Pelosi's Bunker Mentality

Pelosi's Bunker Mentality October 29, 2009

Barack Obama seems content to let Nancy Pelosi do whatever she wants. I guess he’s the campaign guy and she’s the actual govern-er? Clearly, he holds neither himself nor his partner, The Pelosi, to these promises which were, after all…just words.

So, a few hours ago, I read this:

As Steny Hoyer talks, a Republican aide reports that: “Dems are blocking access to their press conference. There is a list, and if you’re not on it, you can’t get through.” The aide points out: “This is a public space on the steps of the Capitol and the Mall.”

And Twittered:

This seems to be what they’re about: bunker mentalities, and shut doors


By “they’re” I meant, basically, The Pelosi
, who seems to live in a bunker, and increasingly reminds me of Richard Nixon at his paranoid and duplicitous worst.

At the unveiling of her new public-option (doublegoodspeaked to “consumer option”) healthcare bill, Pelosi closed the doors to the public.

She has a history of doing that.

When it was time to write the “stimulus” bill, Pelosi closed the doors on the GOP.

Earlier this month, her Democrats locked out the GOP again because they had something to hide. Despite all the transparency talk, The Pelosi and her party always seems to have something to hide.

Although the press seems to find it charming, Pelosi’s Bunker Mentality, which is one part doublespeak and one part seething partisanship, seems to be spreading throughout her party, and it is not good for us, not at all:

New Jersey Democrats to NJ SecState:
“Let us cheat; give us your permission to cheat”.

Kerry to Law Library of Congress: “revise recent history, please,” so that it may conform to our worldview.

Grayson:
Says GOP are “knuckle-dragging neanderthals who want to dictate to America.” He says that in the face of daily (and strong) evidence suggesting that it is the Democrat party, now the establishment, who is telling America what it is going to take, regardless of what it actually wants.

Hillary:
Blithering fool. She really is a dreadful SecState.

Meanwhile, NY’s new Archbishop, Timothy Dolan, cut from the mold of the Mighty John O’ Connor, dares to call out the NY Times for their overt anti-Catholic bias.

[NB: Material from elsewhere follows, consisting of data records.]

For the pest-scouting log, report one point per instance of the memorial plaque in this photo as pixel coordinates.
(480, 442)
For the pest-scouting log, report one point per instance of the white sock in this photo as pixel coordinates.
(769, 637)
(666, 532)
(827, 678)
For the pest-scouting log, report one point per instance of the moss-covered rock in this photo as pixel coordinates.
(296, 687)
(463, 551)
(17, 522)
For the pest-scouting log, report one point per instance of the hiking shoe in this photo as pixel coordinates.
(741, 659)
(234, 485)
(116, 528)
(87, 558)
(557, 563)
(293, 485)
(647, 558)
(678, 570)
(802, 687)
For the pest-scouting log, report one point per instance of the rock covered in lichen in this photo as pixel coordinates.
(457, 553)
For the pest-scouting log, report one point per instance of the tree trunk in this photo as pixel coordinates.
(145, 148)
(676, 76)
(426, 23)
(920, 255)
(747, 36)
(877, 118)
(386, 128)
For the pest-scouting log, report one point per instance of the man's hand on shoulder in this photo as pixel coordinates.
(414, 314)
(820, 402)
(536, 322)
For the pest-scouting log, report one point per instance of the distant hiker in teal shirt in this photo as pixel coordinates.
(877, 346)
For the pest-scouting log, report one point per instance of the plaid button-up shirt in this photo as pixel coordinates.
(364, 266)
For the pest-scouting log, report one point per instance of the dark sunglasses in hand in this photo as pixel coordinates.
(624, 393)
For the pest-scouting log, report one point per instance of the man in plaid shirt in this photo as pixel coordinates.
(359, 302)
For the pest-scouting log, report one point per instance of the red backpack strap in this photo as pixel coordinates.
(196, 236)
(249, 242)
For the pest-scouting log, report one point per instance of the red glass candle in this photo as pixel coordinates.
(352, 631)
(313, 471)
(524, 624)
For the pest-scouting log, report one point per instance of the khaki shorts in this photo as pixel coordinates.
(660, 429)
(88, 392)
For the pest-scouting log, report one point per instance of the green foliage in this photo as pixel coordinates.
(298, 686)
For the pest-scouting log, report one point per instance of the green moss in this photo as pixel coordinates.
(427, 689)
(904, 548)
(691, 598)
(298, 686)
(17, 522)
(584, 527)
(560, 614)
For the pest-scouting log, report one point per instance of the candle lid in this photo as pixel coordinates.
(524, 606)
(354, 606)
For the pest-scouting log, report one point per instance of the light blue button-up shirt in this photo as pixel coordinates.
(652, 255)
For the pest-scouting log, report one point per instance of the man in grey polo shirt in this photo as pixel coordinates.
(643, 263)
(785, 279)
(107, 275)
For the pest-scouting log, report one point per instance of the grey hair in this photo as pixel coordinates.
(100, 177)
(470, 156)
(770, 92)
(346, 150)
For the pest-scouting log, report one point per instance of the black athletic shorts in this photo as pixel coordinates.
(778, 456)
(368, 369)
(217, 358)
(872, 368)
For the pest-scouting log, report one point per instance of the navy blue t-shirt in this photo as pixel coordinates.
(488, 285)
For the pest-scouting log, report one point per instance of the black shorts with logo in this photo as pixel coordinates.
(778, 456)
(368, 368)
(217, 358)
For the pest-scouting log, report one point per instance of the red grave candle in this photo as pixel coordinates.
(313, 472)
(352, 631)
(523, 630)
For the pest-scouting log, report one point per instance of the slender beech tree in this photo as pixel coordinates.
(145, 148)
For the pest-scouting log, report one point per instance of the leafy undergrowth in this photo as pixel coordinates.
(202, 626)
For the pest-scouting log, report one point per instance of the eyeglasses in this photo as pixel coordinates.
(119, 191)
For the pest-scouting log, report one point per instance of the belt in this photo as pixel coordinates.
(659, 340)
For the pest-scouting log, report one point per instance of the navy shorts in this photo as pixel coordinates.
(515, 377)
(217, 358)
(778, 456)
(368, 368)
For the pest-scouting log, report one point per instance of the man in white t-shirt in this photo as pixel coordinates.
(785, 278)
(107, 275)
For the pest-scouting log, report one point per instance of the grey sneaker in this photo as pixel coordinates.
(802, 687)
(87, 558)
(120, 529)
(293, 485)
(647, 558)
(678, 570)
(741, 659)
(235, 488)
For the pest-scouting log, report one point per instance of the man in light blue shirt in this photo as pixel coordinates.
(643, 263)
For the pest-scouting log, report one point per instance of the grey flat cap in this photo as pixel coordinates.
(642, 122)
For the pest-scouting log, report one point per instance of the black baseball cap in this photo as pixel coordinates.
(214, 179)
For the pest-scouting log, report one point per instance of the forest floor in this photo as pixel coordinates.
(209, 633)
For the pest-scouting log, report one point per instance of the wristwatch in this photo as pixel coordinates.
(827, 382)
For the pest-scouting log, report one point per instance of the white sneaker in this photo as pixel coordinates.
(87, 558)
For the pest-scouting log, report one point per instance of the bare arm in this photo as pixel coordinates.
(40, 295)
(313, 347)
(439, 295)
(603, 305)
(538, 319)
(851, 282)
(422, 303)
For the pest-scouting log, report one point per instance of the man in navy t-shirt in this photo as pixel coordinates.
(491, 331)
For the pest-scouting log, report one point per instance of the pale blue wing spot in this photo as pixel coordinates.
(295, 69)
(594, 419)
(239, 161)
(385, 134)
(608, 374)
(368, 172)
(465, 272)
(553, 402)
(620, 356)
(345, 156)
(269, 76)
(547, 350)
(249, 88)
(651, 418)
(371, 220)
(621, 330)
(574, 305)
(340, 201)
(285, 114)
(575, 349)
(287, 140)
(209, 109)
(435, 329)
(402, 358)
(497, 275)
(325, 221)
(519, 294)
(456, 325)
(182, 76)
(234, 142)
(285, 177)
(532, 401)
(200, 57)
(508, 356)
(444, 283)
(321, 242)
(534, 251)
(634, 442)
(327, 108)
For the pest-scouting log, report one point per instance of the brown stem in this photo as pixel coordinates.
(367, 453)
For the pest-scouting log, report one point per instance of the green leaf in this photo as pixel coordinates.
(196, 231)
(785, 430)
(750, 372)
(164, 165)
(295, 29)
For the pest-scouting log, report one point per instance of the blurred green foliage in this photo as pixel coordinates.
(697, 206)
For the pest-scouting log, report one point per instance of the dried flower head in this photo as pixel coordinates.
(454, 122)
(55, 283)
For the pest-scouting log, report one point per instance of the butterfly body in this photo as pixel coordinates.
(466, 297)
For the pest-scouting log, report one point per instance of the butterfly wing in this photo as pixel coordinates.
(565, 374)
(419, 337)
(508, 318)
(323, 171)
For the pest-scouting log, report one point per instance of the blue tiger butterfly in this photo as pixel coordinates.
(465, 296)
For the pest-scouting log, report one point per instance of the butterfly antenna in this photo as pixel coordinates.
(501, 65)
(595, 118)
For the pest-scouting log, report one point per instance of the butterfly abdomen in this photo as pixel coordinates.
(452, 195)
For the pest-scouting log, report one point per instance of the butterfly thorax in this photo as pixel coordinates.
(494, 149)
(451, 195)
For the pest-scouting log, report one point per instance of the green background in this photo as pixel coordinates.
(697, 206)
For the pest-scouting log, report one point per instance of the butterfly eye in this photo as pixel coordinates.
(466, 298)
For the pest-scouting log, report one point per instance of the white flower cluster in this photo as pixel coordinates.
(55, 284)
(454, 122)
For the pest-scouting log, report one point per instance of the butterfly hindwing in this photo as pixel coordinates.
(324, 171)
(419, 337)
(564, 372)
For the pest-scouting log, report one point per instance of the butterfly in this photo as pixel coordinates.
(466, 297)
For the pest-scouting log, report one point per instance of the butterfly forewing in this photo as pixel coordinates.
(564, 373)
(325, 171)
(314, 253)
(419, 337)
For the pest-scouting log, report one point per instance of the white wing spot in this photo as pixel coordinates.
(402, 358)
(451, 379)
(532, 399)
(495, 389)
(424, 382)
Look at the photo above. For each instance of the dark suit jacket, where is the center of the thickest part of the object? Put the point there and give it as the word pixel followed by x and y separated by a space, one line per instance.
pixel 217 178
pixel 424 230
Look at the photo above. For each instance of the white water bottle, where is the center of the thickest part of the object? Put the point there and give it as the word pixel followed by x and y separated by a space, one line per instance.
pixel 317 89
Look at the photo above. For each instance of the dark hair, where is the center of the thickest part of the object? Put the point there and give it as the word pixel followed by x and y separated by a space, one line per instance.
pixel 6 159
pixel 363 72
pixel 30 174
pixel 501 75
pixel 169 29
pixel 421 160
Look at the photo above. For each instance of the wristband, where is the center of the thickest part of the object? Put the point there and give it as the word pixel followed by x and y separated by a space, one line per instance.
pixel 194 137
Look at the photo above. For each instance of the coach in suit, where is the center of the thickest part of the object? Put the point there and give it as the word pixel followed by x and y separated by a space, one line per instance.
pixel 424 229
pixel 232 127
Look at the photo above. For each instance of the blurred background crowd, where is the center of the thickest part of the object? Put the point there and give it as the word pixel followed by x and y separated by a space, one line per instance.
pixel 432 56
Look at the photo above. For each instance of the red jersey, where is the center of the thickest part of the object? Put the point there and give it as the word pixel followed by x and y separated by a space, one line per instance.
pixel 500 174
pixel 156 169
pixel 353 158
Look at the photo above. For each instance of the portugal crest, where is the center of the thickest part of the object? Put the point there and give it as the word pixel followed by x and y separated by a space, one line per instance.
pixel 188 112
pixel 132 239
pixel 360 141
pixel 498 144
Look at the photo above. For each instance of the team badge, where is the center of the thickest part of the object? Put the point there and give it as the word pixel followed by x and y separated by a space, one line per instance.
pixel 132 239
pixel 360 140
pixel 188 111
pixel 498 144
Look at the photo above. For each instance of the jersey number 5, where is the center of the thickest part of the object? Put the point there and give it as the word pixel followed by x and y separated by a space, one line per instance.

The Catholic Church is not above criticism. We Catholics do a fair amount of it ourselves. We welcome and expect it. All we ask is that such critique be fair, rational, and accurate, what we would expect for anybody. The suspicion and bias against the Church is a national pastime that should be “rained out” for good.

The NY Times, unsurprisingly, declines to publish.

Thank goodness, we still have alternative media, for a while, anyway.

I suggest we dissent while we still may. Remaking America seems to include the narrowing, not the broadening, of our fundamental freedoms.

More on controlling the message. They are busy, tireless little bees, aren’t they?